Víctor Muñoz ya no es solo una pista atractiva para el Barça. Su rendimiento en Osasuna y las dudas sobre la cesión del Manchester United han encendido una carrera tensa.
En Barcelona valoran el talento y la proyección, pero nadie ignora que el Real Madrid conserva resortes para condicionar cualquier movimiento. Mientras se debate si conviene un fichaje en propiedad y se estudian alternativas de mercado, una cláusula blanca puede enfriar la operación antes de que el club azulgrana formule un paso firme. Entonces ya no decide solo el deseo.
El crecimiento de Muñoz en Osasuna y por qué convence al Barça
En Pamplona, Víctor Muñoz, de 22 años, ha dado un paso firme desde su llegada el verano pasado. Más allá del ruido, su irrupción en Osasuna se apoya en desborde, cambio de ritmo y una agresividad en el área que ha elevado su peso competitivo partido tras partido. Ese perfil explica tres rasgos que seducen al Barça.
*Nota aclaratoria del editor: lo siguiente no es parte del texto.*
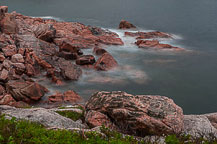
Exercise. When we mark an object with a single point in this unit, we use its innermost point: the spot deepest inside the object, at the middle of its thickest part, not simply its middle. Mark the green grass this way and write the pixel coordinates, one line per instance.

- Desborde en el uno contra uno
- Capacidad para atacar el espacio
- Intensidad sin balón
Su debut con España dejó un gol ante Serbia, señal de que su progresión ya trasciende El Sadar. Por eso figura como prioridad en la agenda blaugrana : encaja por su amplitud, su amenaza al espacio y una energía capaz de desequilibrar con pocas posesiones.
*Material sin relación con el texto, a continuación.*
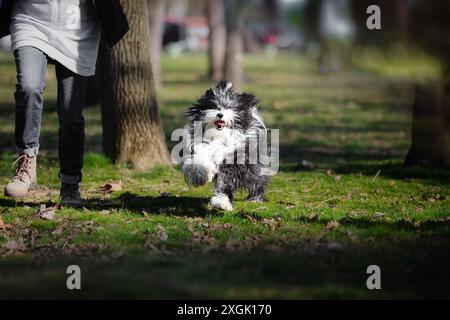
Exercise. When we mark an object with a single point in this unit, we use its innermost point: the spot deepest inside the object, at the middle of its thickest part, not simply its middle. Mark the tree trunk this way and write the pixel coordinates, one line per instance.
(217, 39)
(132, 129)
(156, 14)
(431, 126)
(234, 59)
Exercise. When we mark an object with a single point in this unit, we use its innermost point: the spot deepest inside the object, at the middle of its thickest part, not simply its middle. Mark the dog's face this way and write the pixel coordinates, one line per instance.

La cláusula blanca que complica la operación y deja al Barça sin margen
El movimiento azulgrana choca con un detalle contractual que el Real Madrid dejó atado antes de su salida. Según AS, el club blanco mantiene un derecho de tanteo y una cláusula de recompra por 8 millones de euros, de modo que puede si quiere igualar una oferta o recuperarlo este verano.
Esa posición deja al Barça atrapado. Aunque negocie con Osasuna, el escenario remite al precio de 40 millones fijado en la cláusula de salida, mientras el Madrid conserva la última palabra y puede cerrar la puerta en el momento decisivo, sin conceder margen real para que el traspaso avance hacia el Camp Nou.